Today, more than ever, we need both strong public policy and the private sector to create customers for a clean energy economy. Companies like Walmart are realizing that clean energy is a good strategy for their business, and in so doing are helping create “green jobs” that really are new and improved manufacturing jobs.
Walmart plans to install thin film solar panels on 20 or more of its facilities, becoming a major customer for First Solar, Inc., a manufacturing plant in Perrysburg, Ohio. First Solar recently announced two new plants that will create 600 new manufacturing jobs a piece. On top of these new manufacturing jobs, Walmart’s project will also create employment opportunities at SolarCity, the company that will install and maintain the solar panels at the Walmart sites.
The federal stimulus package has also helped. In a recent Frost & Sullivan survey of clean energy companies, 63% said the Recovery Act has had a positive impact on their sales. Of the businesses surveyed, 31% plan to hire people in 2010. Still, the Recovery Act was just a down payment – seven out of 10 businesses said that if the U.S. passed new policies to reduce greenhouse gas emissions, the business would increase sales.

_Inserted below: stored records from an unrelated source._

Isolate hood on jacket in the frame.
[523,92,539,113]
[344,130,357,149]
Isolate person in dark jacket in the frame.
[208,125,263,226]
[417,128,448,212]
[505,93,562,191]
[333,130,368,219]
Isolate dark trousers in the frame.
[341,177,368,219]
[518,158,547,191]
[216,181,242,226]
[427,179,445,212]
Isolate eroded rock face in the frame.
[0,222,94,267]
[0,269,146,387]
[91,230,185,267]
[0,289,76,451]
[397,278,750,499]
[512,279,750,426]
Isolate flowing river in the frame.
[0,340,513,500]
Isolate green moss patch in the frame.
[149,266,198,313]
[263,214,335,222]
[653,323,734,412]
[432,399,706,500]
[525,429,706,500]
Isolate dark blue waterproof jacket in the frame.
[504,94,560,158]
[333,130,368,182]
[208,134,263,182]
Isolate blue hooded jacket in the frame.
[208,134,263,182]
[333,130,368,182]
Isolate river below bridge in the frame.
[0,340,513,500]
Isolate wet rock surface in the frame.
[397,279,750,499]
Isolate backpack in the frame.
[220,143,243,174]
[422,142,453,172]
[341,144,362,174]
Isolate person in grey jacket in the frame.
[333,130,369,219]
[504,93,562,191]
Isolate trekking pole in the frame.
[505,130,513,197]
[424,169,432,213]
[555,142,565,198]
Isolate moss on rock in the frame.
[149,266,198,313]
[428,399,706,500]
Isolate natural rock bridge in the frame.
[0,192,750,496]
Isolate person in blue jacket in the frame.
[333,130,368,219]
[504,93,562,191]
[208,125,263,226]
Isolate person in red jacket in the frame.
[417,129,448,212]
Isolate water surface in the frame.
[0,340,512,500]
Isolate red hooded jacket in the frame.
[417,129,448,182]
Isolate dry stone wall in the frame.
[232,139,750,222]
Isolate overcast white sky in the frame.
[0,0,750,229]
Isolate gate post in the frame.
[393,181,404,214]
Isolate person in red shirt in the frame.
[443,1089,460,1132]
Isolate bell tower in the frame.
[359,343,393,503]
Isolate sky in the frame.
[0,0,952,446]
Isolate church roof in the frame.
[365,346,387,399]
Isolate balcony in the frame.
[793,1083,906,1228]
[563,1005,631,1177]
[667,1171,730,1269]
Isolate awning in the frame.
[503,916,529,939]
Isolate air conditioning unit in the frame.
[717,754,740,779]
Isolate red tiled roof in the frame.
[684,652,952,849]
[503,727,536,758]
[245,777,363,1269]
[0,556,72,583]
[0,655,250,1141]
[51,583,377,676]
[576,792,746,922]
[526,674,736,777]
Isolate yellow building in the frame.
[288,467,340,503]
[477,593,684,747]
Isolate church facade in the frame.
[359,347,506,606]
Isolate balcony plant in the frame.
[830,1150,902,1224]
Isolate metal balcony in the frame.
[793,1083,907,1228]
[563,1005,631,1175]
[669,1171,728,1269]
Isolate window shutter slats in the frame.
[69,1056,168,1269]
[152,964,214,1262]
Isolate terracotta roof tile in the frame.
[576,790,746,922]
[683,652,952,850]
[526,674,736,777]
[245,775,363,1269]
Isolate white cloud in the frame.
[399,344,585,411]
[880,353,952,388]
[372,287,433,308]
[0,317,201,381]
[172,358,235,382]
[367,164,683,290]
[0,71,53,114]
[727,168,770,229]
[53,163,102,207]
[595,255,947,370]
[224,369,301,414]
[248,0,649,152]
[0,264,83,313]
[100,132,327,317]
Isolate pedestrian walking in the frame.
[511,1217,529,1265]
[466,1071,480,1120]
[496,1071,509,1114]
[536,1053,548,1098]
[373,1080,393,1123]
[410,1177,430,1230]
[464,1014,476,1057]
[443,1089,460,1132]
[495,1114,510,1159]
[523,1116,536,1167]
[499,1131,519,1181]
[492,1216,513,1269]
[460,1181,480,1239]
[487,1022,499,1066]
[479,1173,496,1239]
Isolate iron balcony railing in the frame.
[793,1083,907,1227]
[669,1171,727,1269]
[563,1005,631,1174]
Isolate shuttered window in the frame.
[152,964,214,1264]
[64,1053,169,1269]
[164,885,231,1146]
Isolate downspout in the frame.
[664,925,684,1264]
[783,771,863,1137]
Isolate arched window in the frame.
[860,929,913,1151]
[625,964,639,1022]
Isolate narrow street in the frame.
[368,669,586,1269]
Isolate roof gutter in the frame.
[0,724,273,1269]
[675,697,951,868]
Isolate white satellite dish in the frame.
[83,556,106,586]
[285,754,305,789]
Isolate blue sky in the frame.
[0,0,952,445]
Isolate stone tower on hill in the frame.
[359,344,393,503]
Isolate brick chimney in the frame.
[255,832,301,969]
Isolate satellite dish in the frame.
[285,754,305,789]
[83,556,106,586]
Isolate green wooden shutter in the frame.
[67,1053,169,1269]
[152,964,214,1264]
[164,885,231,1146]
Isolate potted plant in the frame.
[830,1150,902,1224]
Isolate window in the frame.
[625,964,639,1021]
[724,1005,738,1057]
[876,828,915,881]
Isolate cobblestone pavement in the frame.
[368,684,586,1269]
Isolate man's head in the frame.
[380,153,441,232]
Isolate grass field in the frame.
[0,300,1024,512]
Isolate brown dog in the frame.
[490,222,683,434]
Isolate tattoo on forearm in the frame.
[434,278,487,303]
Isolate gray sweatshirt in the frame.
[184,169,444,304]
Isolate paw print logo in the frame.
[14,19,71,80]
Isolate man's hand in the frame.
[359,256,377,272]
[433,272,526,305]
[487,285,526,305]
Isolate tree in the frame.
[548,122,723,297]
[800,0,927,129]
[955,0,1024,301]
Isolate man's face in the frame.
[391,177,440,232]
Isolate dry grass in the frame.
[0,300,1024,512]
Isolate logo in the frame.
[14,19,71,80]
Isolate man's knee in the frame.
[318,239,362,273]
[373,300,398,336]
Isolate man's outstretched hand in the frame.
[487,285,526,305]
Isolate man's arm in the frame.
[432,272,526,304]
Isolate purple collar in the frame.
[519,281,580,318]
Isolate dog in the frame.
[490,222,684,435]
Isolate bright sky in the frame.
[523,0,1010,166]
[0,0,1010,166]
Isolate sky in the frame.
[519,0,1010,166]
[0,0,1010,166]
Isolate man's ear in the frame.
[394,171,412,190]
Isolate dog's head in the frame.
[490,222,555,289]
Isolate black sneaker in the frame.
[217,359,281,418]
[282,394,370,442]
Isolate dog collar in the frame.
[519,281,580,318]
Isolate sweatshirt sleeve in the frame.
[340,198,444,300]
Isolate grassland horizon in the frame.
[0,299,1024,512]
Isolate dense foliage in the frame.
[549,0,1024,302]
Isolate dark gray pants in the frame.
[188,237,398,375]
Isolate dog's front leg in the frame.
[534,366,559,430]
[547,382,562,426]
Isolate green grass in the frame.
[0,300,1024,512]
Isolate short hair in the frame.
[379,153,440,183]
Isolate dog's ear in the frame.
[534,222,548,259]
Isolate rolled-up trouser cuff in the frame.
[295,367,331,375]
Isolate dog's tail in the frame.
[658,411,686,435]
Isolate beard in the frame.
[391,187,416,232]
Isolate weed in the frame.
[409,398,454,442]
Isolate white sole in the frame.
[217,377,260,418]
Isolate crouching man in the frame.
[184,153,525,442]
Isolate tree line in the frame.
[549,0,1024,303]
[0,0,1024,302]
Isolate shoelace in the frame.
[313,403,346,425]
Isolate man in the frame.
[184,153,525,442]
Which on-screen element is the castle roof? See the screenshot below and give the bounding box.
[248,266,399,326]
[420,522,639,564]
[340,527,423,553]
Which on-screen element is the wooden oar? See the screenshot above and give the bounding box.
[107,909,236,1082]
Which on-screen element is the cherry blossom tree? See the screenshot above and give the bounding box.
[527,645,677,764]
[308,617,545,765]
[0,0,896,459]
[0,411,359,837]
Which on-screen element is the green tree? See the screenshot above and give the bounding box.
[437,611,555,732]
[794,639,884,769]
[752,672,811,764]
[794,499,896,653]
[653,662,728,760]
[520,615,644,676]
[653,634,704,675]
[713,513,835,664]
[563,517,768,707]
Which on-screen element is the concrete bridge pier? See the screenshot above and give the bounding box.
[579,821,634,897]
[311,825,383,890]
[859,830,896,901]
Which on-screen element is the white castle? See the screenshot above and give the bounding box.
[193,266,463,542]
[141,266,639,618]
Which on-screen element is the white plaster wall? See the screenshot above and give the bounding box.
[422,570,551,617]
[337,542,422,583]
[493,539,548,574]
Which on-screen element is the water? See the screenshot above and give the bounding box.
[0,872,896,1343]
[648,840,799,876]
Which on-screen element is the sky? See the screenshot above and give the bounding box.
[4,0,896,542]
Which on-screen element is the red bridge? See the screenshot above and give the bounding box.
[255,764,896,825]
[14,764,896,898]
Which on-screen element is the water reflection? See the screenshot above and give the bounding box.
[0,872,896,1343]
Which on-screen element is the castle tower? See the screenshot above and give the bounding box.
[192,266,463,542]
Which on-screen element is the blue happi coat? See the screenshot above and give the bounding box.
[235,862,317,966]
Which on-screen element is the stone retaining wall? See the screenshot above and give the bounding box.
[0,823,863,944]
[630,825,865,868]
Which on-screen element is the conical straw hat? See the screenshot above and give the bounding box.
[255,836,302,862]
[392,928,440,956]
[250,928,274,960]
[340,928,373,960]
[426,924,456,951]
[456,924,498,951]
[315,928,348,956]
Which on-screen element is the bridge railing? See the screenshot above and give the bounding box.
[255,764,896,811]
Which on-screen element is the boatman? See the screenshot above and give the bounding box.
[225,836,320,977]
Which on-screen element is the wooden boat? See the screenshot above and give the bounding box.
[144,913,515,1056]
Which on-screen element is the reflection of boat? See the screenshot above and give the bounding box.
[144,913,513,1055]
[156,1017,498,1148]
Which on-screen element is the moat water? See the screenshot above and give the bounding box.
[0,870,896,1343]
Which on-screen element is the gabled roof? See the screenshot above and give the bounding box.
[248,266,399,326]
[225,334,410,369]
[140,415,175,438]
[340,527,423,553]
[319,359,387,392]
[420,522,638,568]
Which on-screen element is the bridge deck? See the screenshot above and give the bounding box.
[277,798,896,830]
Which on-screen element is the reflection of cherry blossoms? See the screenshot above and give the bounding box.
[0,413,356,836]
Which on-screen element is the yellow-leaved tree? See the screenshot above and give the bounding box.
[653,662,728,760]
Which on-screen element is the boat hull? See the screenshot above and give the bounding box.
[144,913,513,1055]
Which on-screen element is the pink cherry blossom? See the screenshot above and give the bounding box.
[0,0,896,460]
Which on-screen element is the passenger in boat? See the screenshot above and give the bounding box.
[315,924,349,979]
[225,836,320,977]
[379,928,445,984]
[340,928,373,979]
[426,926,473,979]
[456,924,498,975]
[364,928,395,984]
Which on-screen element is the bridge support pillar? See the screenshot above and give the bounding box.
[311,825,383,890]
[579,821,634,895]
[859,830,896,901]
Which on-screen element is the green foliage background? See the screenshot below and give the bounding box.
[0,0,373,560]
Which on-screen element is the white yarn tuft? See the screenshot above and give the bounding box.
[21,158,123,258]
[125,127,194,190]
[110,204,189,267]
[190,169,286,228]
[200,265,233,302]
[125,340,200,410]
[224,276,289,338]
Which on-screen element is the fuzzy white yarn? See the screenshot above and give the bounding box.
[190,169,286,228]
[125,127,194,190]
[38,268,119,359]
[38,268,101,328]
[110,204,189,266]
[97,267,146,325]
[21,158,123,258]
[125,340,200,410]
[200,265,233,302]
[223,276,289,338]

As Michael Eckhart of the American Council on Renewable Energy notes in his letter to the editor about Fletcher’s story, “any journalist can shoot at a young industry for lack of jobs. The personal computer industry in 1980 had few jobs, the cellphone industry in 1985 had few jobs, the Internet industry in 1995 had few jobs and, yes, the renewable energy industry in 2010 has few jobs – but all were and are experiencing tremendous growth. They are set to employ a major percentage of U.S. workers in the future.”
The concept of building a new market sector is not flawed: the clean energy investments will pay off for us now with green jobs and provide a healthier planet for our children. But without a strong commitment here in the U.S. to limit pollution from dirty sources of energy, we won’t get the demand that leads to green jobs. It isn’t a question of whether the green jobs will be created; it’s where they’ll be. Unless places like Florida get on board, it’s pretty clear that Americans won’t be finding these jobs here in the U.S., but may be able to do so in places like China and Europe.